Before you start your scanner implementation, I recommend reading attentively Chapter 3 from the book "Introduction to Compilers and Language Design" by Douglas Thain. While our language syntax is a little bit different from the one used in the book, the code examples and material can be extremely helpful.
You're using Flex, you can also refer to the following material:
In your lexer implementation, consider the following classes of tokens in the language:
ID Identifier
NUM Literal decimal (integer)
KEY Keyword
SYM Lexical Symbol
ERROR Lexeme of the first error found
Comments and white space should be discarded during the lexical analysis phase of the compiler. You should also print the line number where the token was found, including the error token. The lexical analyzer must stop after finding the first lexical error. In the case of an unfinished comment error, the lexeme "/*" must be used for the ERROR token. The output format is:
(line_num,token_type,"lexeme")
Example of input file (main.c):
void main(void)
{
int a;
a = 4 + 5;
}
How to run it (two arguments: input and output)

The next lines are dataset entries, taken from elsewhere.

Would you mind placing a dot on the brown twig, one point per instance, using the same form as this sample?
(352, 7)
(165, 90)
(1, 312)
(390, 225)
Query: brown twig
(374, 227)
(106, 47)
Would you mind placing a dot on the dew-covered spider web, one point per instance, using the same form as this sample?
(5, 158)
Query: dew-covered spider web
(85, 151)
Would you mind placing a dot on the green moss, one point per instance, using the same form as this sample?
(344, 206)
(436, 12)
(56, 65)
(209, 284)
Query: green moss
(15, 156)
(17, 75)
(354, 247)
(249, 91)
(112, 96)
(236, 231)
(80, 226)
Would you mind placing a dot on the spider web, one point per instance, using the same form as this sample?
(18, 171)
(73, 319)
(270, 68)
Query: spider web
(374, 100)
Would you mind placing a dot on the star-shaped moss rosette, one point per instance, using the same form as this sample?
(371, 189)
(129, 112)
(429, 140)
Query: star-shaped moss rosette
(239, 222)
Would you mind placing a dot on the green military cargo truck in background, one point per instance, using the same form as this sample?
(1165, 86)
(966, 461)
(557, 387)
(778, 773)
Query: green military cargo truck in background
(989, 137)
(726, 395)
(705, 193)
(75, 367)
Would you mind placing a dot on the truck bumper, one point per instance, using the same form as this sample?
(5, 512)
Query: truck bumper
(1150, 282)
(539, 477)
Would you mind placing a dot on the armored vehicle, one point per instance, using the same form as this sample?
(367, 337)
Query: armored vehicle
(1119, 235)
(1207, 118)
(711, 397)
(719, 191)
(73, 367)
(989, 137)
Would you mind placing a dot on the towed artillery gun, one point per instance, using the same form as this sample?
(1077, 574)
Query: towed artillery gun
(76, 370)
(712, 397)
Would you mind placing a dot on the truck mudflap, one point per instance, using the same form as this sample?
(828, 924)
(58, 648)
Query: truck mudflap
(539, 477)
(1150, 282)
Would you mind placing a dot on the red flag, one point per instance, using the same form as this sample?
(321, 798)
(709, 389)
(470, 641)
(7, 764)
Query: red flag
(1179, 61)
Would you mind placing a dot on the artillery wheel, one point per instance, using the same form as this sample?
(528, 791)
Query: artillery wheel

The program should read the input from a file (source) and write the output to another file (target):
$ ./lexer main.c main.lex
Example of output file generated by the lexer (main.lex)
(1,KEY,"void")
(1,ID,"main")
(1,SYM,"(")
(1,KEY,"void")
(1,SYM,")")
(2,SYM,"{")
(3,KEY,"int")
(3,ID,"a")
(3,SYM,";")
(4,ID,"a")
(4,SYM,"=")
(4,NUM,"4")
(4,SYM,"+")
(4,NUM,"5")
(4,SYM,";")
(5,SYM,"}")
Make sure you also create two files in your submission folder: compile.sh and run.sh to compile and run your code, such as:
compile.sh (if you are using the Flex tool)
flex lexer.lex
gcc -o lexer lex.yy.c -ll
run.sh (takes two arguments as filenames)
./lexer $1 $2
Compiler binary (Linux ELF 64-bit LSB executable, x86-64) for the lexical phase can be found here
If you're using Windows, you can install and use the Linux Ubuntu terminal! See this tutorial
Test cases here
IMPORTANT NOTE on Line Endings: Text files created on DOS/Windows machines have different line endings than files created on Unix/Linux. DOS uses carriage return and line feed ("\r\n") as a line ending, which Unix uses just line feed ("\n"). You need to be careful about transferring files between Windows machines and Unix machines to make sure the line endings are translated properly.